Manny’s Still Manny
Someone needs to pass Manny the memo. You know, the one that tells him how not every long fly ball he hits is going out of the park, ending a game, and moving the Red Sox one step closer to a World Series.
Ever since his walk-off home run in Game 2 of the ALDS, Manny has found it necessary to watch the ball travel — even if it’s not traveling into four-bagger territory.
Since that bomb off Francisco Rodriguez, Manny has become Narcissus reincarnated. However, instead of falling in love with his own reflection, he falls in love with each deep drive he strikes.
Crack! goes the bat on the ball. Only then does he spring to life. His body language is as clear as the sky is blue. Oh the beauty! The power! The elegance! Oh Manny!
Manny’s eyes–with a little help from the arms usually raised over his head–say it all. He is in awe of, enamored by and totally smitten with his God-given and rediscovered stroke. He simply can’t get enough of it.
The opposition kind of already has, though.
Only four games have elapsed this season, and Manny has twice stood in the batters box to gaze at and admire not home runs. The trend began in Japan, when Manny launched a go-ahead two-run double in the top of the 10th inning against Oakland. Thing was, he thought it was destined to be a three-run homer, and stood in the batters box, watching as it … didn’t clear the fence. But hey, the hit still proved to be the game winner.

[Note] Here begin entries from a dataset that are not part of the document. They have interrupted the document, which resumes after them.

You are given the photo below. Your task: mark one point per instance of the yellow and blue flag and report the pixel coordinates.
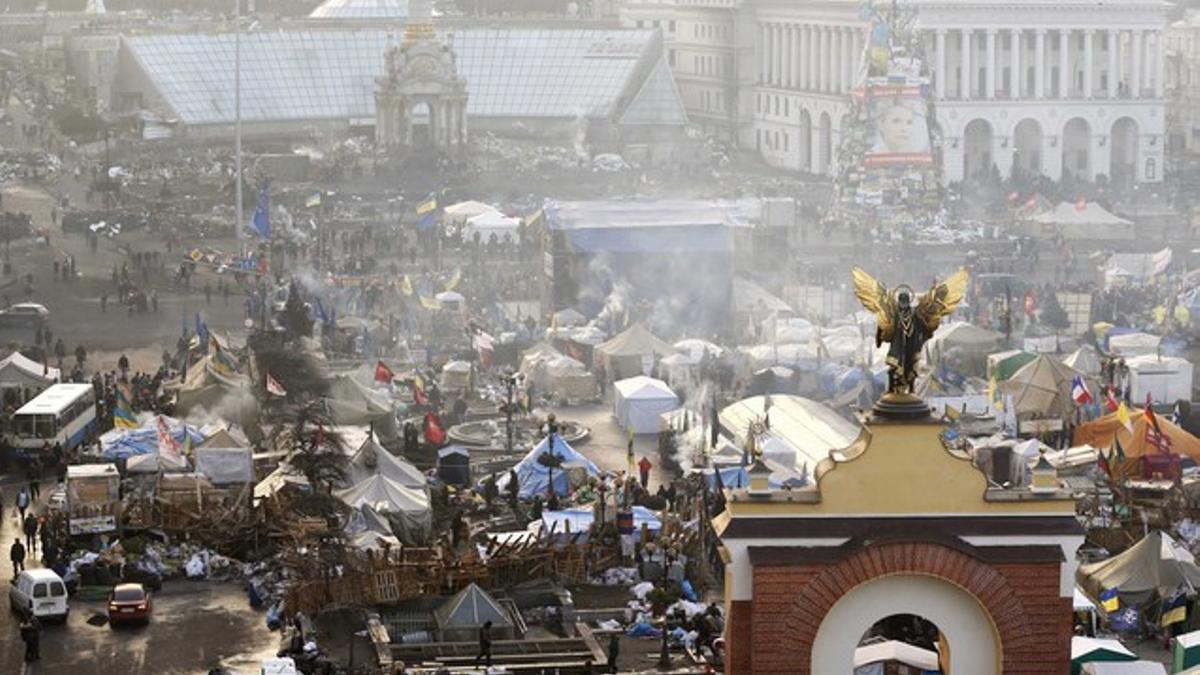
(1175, 607)
(429, 204)
(123, 414)
(1110, 601)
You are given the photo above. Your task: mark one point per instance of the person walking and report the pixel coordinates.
(17, 555)
(485, 644)
(643, 470)
(22, 503)
(31, 634)
(30, 527)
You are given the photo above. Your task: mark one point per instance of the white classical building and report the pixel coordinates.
(1060, 88)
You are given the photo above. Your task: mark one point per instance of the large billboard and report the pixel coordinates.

When he replicated the act in the final game of the same series back in Oakland, it wasn’t as well received. Mainly because the ball was caught. That’s right. Manny–standing proud and erect at home plate–watched a ball get caught.
Of course that finality only further fueled the ensuing comedy, as Manny trekked back to the dugout and, through giggles, tried to explain to David Ortiz et al how he really thought that one was gone. He gestured and illustrated and justified, while getting poked fun at by his teammates through it all. Anyone watching had a laugh.
You know who didn’t? The Yankees. Be assured that new Yanks skipper Joe Girardi is both aware of and not amused by Manuel’s antics.
The whole Red Sox-Yankees thing has become watered down the last few years, mainly because the intensity/hatred that festered between the teams during the 2003-04 heyday no longer exists. The relocations of Pedro Martinez and Gary Sheffield have had a lot do with that.
Remember the so called “market correction” of a few years back? Well I have a feeling that this year we may be in store for a “rivalry correction”.
Girardi has brought a new mentality to the Bronx — or brought back an old mentality perhaps. Whichever way you look at it, the Bombers are the one team that will not sit back and watch the Red Sox show them up. Joba Chamberlain proved as much last September, when he nearly shaved the beard off Kevin Youkilis’ chin with some high and inside heat. And this spring Girardi showed he was prepared to get down and dirty when he (likely) ordered Shelley Duncan to slide cleat-first into the nether-region of Rays second basemen Akinori Iwamura. The result was a classy Grapefruit League dustup.
Taking that into consideration, along with Boston beginning defense of its second title in four years, we may be looking at Sox-Yanks redux in 2008.
Plus there’s Manny. The guy’s loving life and swinging a sweet tune at the plate once again.
As for that memo? It could say a million different things, but all that really matters is Manny’s still Manny.